The dynamic and heterogeneous nature of tumor systems constitutes a challenge to cancer treatment and is a major cause of therapy failure. Transformed cells within a tumor can be diverse with respect to the genetic and epigenetic alterations they bear. In addition, the tumor microenvironment is heterogeneous by nature of its cellular composition and activation states. Our research spans several areas of activity with the goal of understanding the role of cellular heterogeneity and cell-to-cell signaling in tumor progression:
High-throughput characterization of the tumor ecosystem in various cancer types. Single-cell technologies afford the opportunity to study the cellular composition of a tumor and its micro-environment, uncovering relationships among different forms of heterogeneity. We utilize innovative computational approaches to analyze and integrate single-cell transcriptomic data from individual tumors leading to comprehensive characterizations of their intra-tumor heterogeneity. The goals are elucidating the molecular mechanisms of tumor progression and identifying consequent targets for potential immunotherapeutic intervention. Juxtaposition of these results with those of large-scale cross-sectional cancer studies provides additional, novel, population-based perspectives on intra-tumor heterogeneity. Within this area of research, we are currently working on the cellular characterization of pediatric brain tumors and on the functional characterization of chimeric antigen receptor (CAR) T-cell immunotherapy in B-cell leukemia and lymphoma.
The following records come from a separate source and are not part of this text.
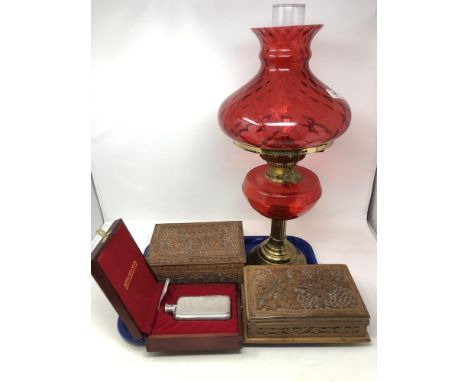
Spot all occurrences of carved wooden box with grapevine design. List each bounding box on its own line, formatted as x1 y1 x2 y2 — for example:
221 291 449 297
243 264 369 344
146 221 245 284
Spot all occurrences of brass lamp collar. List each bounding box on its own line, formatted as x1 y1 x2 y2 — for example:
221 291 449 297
233 141 333 156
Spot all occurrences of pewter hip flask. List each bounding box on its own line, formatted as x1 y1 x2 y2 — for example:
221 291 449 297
164 295 231 320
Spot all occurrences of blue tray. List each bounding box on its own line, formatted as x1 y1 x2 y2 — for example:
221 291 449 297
117 236 317 345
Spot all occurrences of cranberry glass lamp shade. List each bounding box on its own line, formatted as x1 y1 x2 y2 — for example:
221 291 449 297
219 25 351 150
218 17 351 264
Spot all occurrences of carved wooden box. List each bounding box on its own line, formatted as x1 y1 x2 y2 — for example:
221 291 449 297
243 264 369 344
146 221 245 283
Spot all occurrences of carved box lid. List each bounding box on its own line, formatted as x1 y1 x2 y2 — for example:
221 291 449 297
244 264 369 322
147 221 245 266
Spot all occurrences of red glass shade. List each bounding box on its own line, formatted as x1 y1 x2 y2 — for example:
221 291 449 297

Development of computational approaches to the study of cellular heterogeneity and its role in disease. Characterizing the cellular composition and activation states of a tissue sample requires the development of computational tools capable of extracting relevant biological information from data generated using high-throughput single-cell technologies and large-scale population studies. Building upon ideas from geometry, topology, computer science, physics and statistics, we are devising novel approaches to the analysis of genomic data that allow us to gain insights into the pathogenesis of cancer. Within this area, we are currently developing unsupervised and scalable methods for the integration of different forms of high-throughput single-cell data.
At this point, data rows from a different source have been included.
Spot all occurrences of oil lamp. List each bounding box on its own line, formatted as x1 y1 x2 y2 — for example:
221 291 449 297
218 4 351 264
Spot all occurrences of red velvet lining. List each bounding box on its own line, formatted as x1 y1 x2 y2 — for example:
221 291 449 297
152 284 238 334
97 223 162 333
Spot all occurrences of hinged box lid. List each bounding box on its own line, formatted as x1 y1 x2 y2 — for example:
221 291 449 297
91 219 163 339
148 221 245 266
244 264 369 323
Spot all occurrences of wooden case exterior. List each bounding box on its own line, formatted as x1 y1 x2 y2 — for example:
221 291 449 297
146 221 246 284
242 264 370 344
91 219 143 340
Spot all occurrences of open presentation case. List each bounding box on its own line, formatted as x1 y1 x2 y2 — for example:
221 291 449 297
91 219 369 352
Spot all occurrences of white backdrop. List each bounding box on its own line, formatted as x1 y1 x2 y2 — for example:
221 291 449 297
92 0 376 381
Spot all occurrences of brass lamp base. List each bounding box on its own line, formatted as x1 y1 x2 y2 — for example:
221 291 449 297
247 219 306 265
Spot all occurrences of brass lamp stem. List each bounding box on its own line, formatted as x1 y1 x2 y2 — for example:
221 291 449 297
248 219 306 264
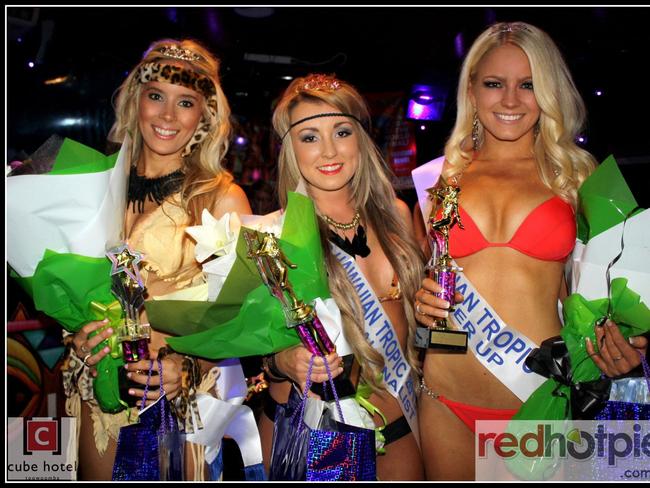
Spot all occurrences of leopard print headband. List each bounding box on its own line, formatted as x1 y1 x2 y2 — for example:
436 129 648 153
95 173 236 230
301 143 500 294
134 62 218 157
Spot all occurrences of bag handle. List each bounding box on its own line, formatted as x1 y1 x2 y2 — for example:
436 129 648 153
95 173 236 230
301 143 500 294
140 358 167 434
291 354 345 425
637 350 650 391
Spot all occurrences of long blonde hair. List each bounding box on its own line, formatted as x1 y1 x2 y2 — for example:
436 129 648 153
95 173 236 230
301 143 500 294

Identification and characterization of elusive mutated cancer genes. Developing targeted cancer therapies requires the stratification of cancer patients according to the molecular alterations that are relevant for tumor progression. Commonly used methods for identifying cancer-associated mutations seek signatures of positive selection based on recurrence across large cohorts of patients. However, because of the large complexity involved in modeling the neutral background mutation rate, these strategies have limited power to identify functional variants that occur at low frequencies or in hyper-mutated tumors. Nonetheless, most cancer mutations occur at low frequencies, and some of these low-prevalence mutations are potentially actionable therapeutic targets. Building upon topological methods, we are developing an unsupervised statistical framework for the identification of cancer-associated mutated genes that combines expression and exome data from large-scale cross-sectional cancer studies. Our goal is to identify new potential therapeutic targets that, because of their low prevalence, have remained elusive to current methods of detection.
Applied mathematics. The development of computational tools for the analysis of genomic data often prompts general interesting questions in applied mathematics that require theory beyond the realm of computational biology. We are particularly interested in the interface among algebraic geometry, topology, and statistics/machine learning. Within this area of research, we are currently working on geometric methods for feature selection and statistical association motivated by the needs of our research in biology.